Everyone is a VIP
One of the biggest trademarks of Walt Disney World is the fact that everyone is treated as a VIP. Cast members (employees), regardless of what level position they hold, are on a first-name basis with each other. Although there is a hierarchy in management, it is hard to figure out, as everyone has some say. Similarly, every guest who enters the park is made to feel welcome and even more, that they are a VIP. When Carin and I took Kylie, she was constantly called “Princess” wherever we went, and boys are called “Prince.” Cast members make it an effort to learn your name and conversate using your name. If something goes wrong, they go out of the way to make sure it is made up for – that you are pleased and satisfied despite the mishap.
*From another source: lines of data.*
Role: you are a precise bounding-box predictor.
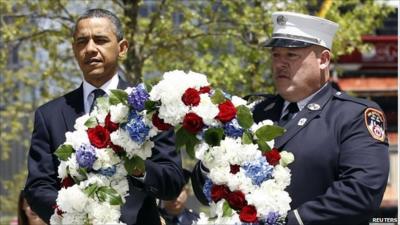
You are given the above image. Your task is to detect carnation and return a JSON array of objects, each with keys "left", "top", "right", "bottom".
[
  {"left": 88, "top": 202, "right": 121, "bottom": 224},
  {"left": 110, "top": 103, "right": 129, "bottom": 123},
  {"left": 57, "top": 185, "right": 88, "bottom": 212},
  {"left": 64, "top": 130, "right": 90, "bottom": 149},
  {"left": 192, "top": 94, "right": 219, "bottom": 126}
]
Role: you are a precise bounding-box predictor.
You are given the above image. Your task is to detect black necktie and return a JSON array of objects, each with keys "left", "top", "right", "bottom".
[
  {"left": 278, "top": 102, "right": 299, "bottom": 127},
  {"left": 90, "top": 89, "right": 106, "bottom": 112}
]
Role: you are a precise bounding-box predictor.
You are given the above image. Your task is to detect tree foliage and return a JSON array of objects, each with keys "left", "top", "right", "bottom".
[{"left": 0, "top": 0, "right": 392, "bottom": 218}]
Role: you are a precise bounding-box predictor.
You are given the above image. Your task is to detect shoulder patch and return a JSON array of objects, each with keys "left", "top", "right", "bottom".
[{"left": 364, "top": 108, "right": 385, "bottom": 141}]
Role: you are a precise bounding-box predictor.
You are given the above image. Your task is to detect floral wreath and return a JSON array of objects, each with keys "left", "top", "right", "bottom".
[{"left": 50, "top": 70, "right": 294, "bottom": 225}]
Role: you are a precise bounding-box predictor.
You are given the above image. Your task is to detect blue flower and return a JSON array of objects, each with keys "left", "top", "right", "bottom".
[
  {"left": 76, "top": 144, "right": 96, "bottom": 169},
  {"left": 203, "top": 178, "right": 213, "bottom": 202},
  {"left": 261, "top": 212, "right": 283, "bottom": 225},
  {"left": 124, "top": 111, "right": 150, "bottom": 144},
  {"left": 98, "top": 165, "right": 117, "bottom": 177},
  {"left": 128, "top": 83, "right": 150, "bottom": 111},
  {"left": 243, "top": 157, "right": 274, "bottom": 186},
  {"left": 224, "top": 118, "right": 243, "bottom": 138}
]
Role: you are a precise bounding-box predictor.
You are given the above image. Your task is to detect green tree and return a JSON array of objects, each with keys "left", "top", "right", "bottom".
[{"left": 0, "top": 0, "right": 393, "bottom": 221}]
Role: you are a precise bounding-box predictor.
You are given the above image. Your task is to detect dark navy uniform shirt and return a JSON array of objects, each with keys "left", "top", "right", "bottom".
[{"left": 253, "top": 84, "right": 389, "bottom": 225}]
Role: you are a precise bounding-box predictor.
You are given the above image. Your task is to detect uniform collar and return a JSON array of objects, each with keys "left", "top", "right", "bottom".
[{"left": 281, "top": 82, "right": 328, "bottom": 115}]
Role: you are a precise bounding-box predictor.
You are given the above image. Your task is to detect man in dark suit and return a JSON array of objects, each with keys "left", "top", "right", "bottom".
[
  {"left": 25, "top": 9, "right": 185, "bottom": 225},
  {"left": 192, "top": 12, "right": 389, "bottom": 225},
  {"left": 159, "top": 169, "right": 200, "bottom": 225}
]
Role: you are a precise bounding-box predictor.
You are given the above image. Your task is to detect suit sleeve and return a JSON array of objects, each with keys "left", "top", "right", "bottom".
[
  {"left": 24, "top": 110, "right": 59, "bottom": 223},
  {"left": 137, "top": 129, "right": 185, "bottom": 200},
  {"left": 287, "top": 108, "right": 389, "bottom": 225},
  {"left": 191, "top": 161, "right": 209, "bottom": 205}
]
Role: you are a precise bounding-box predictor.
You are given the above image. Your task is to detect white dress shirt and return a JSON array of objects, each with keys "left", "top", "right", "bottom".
[{"left": 83, "top": 73, "right": 119, "bottom": 113}]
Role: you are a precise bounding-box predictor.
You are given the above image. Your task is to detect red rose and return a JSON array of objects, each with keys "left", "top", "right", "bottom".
[
  {"left": 182, "top": 112, "right": 204, "bottom": 134},
  {"left": 182, "top": 88, "right": 200, "bottom": 106},
  {"left": 61, "top": 176, "right": 75, "bottom": 188},
  {"left": 230, "top": 164, "right": 240, "bottom": 174},
  {"left": 88, "top": 125, "right": 110, "bottom": 148},
  {"left": 110, "top": 142, "right": 125, "bottom": 155},
  {"left": 239, "top": 205, "right": 257, "bottom": 223},
  {"left": 216, "top": 100, "right": 237, "bottom": 123},
  {"left": 104, "top": 113, "right": 119, "bottom": 133},
  {"left": 52, "top": 205, "right": 64, "bottom": 216},
  {"left": 151, "top": 112, "right": 172, "bottom": 130},
  {"left": 226, "top": 191, "right": 247, "bottom": 210},
  {"left": 211, "top": 184, "right": 230, "bottom": 202},
  {"left": 199, "top": 86, "right": 211, "bottom": 94},
  {"left": 264, "top": 148, "right": 281, "bottom": 166}
]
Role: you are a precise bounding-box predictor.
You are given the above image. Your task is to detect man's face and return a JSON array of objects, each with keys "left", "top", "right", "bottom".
[
  {"left": 73, "top": 18, "right": 127, "bottom": 87},
  {"left": 272, "top": 46, "right": 327, "bottom": 102}
]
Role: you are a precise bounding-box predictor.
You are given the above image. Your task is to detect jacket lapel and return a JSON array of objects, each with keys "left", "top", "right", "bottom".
[
  {"left": 253, "top": 95, "right": 284, "bottom": 123},
  {"left": 275, "top": 84, "right": 333, "bottom": 149},
  {"left": 62, "top": 84, "right": 85, "bottom": 131},
  {"left": 62, "top": 77, "right": 129, "bottom": 131}
]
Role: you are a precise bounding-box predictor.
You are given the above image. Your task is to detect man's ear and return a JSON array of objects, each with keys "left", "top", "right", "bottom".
[
  {"left": 319, "top": 49, "right": 331, "bottom": 70},
  {"left": 118, "top": 39, "right": 129, "bottom": 58}
]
Disney truly is, at least in my opinion, the Customer Service King.
Shouldn’t that be how the Church is? Shouldn’t everyone who walks through the doors of a church feel like a VIP? Shouldn’t we go out of the way to share God’s love with one another? Shouldn’t we go all out to spread God’s grace to those who have not yet experienced it? I think we all would agree that the answers to these questions are a resounding “YES!” And yet, I think far too often we fail at this. In the Book of Hebrews, we are implored to always show mutual love and to never neglect hospitality; for we never know when that stranger may be an angel in disguise. Yes, as the Church, we need to be like Disney and practice radical hospitality by treating everyone like a VIP. For every person in the church and the community has value, and if we remember this truth, we are well on our way to carrying out our common mission – to “make disciples of all nations, baptizing them in the name of the Father and of the Son and of the Holy Spirit” (“The Great Commission” – Matthew 28:19, NRSV).